Mesmo assim, a comissão entendeu que o projeto é “cosmético”, pouco prioritário e caro demais (a maior parte dos recursos vem de empresas privadas). Uma das críticas é quanto à idéia de tratar parte da água do próprio rio para regar as plantas. Alguns membros da comissão consideraram isso uma inversão de prioridades: em vez de melhorar a água do rio para que as plantas nasçam naturalmente, o governo gasta uma nota para forçar o crescimento delas.

Um finalista que merece destaque foi o Projeto Bodozal, um trabalho de educação ambiental mantido pela Escola Municipal Terezinha Moura Brasil, de Manaus.

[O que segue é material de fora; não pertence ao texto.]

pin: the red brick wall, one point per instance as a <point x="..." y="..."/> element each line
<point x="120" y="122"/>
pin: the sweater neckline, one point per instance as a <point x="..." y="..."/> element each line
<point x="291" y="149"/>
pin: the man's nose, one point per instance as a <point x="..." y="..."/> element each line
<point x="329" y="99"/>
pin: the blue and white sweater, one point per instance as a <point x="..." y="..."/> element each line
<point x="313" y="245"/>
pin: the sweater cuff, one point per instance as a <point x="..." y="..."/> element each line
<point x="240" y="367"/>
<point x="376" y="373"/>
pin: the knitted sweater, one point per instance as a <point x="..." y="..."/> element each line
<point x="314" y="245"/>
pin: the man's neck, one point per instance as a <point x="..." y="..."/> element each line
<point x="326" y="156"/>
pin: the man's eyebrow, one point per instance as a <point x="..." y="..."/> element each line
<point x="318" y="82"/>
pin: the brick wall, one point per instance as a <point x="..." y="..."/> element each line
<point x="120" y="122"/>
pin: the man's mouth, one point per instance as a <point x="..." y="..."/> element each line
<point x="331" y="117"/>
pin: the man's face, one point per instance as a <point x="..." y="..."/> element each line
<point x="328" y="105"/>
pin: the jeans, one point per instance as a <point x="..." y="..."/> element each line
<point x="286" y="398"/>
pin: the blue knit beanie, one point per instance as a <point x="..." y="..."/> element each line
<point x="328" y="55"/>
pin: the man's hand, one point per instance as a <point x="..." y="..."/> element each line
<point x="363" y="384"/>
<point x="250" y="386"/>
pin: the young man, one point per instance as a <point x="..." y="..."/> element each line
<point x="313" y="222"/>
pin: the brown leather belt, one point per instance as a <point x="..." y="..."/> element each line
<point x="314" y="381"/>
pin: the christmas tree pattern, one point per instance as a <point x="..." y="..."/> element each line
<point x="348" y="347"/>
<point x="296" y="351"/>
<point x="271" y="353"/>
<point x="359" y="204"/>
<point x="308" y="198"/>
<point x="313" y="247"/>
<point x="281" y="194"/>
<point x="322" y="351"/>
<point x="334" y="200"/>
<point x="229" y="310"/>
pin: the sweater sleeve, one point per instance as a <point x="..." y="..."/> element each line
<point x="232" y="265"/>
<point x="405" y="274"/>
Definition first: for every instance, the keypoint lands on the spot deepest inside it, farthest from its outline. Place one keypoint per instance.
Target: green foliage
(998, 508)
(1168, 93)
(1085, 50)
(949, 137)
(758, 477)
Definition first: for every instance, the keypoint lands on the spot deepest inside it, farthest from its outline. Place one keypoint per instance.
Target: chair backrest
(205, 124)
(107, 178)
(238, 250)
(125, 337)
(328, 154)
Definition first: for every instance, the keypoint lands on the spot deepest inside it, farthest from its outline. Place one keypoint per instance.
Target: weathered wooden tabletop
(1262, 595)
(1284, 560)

O projeto conseguiu conscientizar a população para que parasse de jogar lixo nos igarapés de Manaus. A direção da escola e os alunos merecem louvores. Mas nossa reportagem, que foi ao local, decidiu que seria um contra-senso premiar pelo projeto a mesma prefeitura que não trata os esgotos da cidade e que cimentou o igarapé, matando-o.

Os finalistas

Essa categoria, foi sem dúvida, a mais equilibrada do Prêmio Super Ecologia 2002. Foi também a que recebeu mais inscrições: 69 no total. A Natura chegou bem perto de ganhar pela forma ambientalmente correta e socialmente justa com a qual tem utilizado a matéria-prima da floresta para fazer cosméticos. O Natureza Preservada, Futuro Garantido, da Kolynos do Brasil, também ficou embolado na disputa. Trata-se de um projeto de doações a entidades ambientalistas que estimula o envolvimento dos funcionários da empresa em atividades ecológicas.